I’m looking for suggestions on what to request from IT? Does anyone else run similar workloads that only run for a few hours at a time, requiring significant performance during those periods but remaining idle the rest of the time? A bare metal Incus machine would be magic, but I don’t think they will agree to that.

Perhaps there is a way to host Incus on a cloud providers VM rather then our own on-prem, and be able to turn on a very powerful VM only when a test needs to be run, and then turn it off the rest of the time. But I guess at that point, I don’t really need Incus anymore and could use something like Terraform.

Maybe just connecting my Optiplex PC to Jenkins as a node is the best solution.

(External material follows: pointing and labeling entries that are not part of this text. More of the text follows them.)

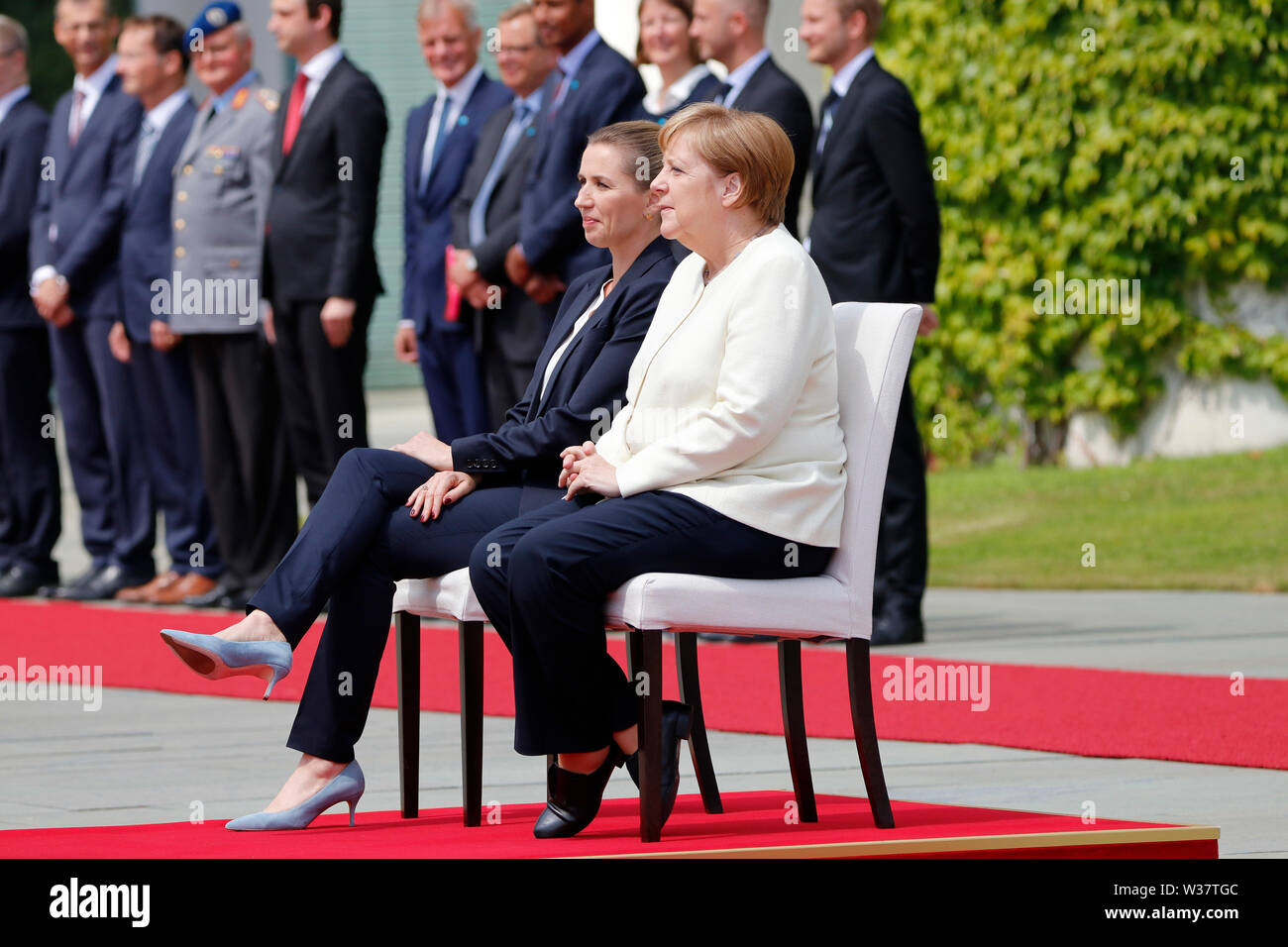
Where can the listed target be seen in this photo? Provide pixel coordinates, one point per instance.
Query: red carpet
(752, 825)
(1093, 712)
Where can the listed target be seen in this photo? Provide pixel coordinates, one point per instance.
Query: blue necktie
(439, 141)
(509, 142)
(825, 116)
(147, 145)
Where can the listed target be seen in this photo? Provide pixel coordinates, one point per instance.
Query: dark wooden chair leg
(858, 667)
(645, 655)
(691, 693)
(471, 634)
(407, 646)
(794, 725)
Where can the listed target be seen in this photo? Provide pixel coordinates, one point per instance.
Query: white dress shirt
(732, 399)
(671, 95)
(738, 77)
(9, 99)
(317, 69)
(454, 101)
(576, 328)
(93, 88)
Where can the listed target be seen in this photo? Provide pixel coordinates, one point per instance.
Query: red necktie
(294, 111)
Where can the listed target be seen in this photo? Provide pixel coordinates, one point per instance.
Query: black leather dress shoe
(24, 579)
(572, 799)
(677, 719)
(104, 585)
(897, 629)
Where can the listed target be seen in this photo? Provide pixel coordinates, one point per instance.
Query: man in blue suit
(442, 134)
(30, 502)
(75, 236)
(593, 85)
(154, 64)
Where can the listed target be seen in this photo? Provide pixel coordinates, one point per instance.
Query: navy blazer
(875, 235)
(147, 234)
(428, 217)
(589, 382)
(22, 142)
(78, 210)
(606, 89)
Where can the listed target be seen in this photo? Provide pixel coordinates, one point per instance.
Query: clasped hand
(587, 470)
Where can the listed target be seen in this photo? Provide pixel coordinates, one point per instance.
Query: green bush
(1151, 149)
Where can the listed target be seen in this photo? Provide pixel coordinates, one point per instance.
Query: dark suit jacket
(518, 324)
(428, 217)
(147, 230)
(606, 89)
(875, 234)
(587, 382)
(772, 91)
(77, 219)
(22, 142)
(320, 235)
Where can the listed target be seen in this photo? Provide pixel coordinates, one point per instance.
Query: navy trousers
(104, 447)
(167, 412)
(30, 500)
(359, 540)
(542, 579)
(455, 384)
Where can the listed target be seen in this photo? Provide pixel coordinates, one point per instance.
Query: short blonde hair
(746, 144)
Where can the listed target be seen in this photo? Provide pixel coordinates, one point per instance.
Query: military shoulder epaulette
(268, 98)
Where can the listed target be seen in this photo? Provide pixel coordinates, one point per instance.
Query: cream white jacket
(732, 398)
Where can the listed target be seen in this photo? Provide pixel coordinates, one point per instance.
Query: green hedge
(1153, 150)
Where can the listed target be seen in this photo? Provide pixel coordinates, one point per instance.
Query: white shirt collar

jarrodu · February 25, 2025, 4:06pm

It sounds like you could use AWS EC2 Spot instances. As you mentioned, at that point you don’t really need Incus. But there is at least one advantage to still using it. You can develop your images locally then push them to an Incus server running on EC2. You don’t need a cluster. You just need a way to push the images and then run them.

osch · February 26, 2025, 2:07am

It would be also worth looking at hosting providers where you can get a root (bare metal) server for a decent price. I’m aware of a few block posts where community members have tested on Hetzner Cloud and others. On the long run they are cheaper compared to the big ones or offer better hardware.

Running Incus on a virtualised VM as you described will always suffer in particular if you need peak resources for your tests.

kimbo · March 1, 2025, 4:29am

Thanks for those suggestions. Spot instances I was not aware of, nor had I heard of bare metal cloud providers. I will be looking into both.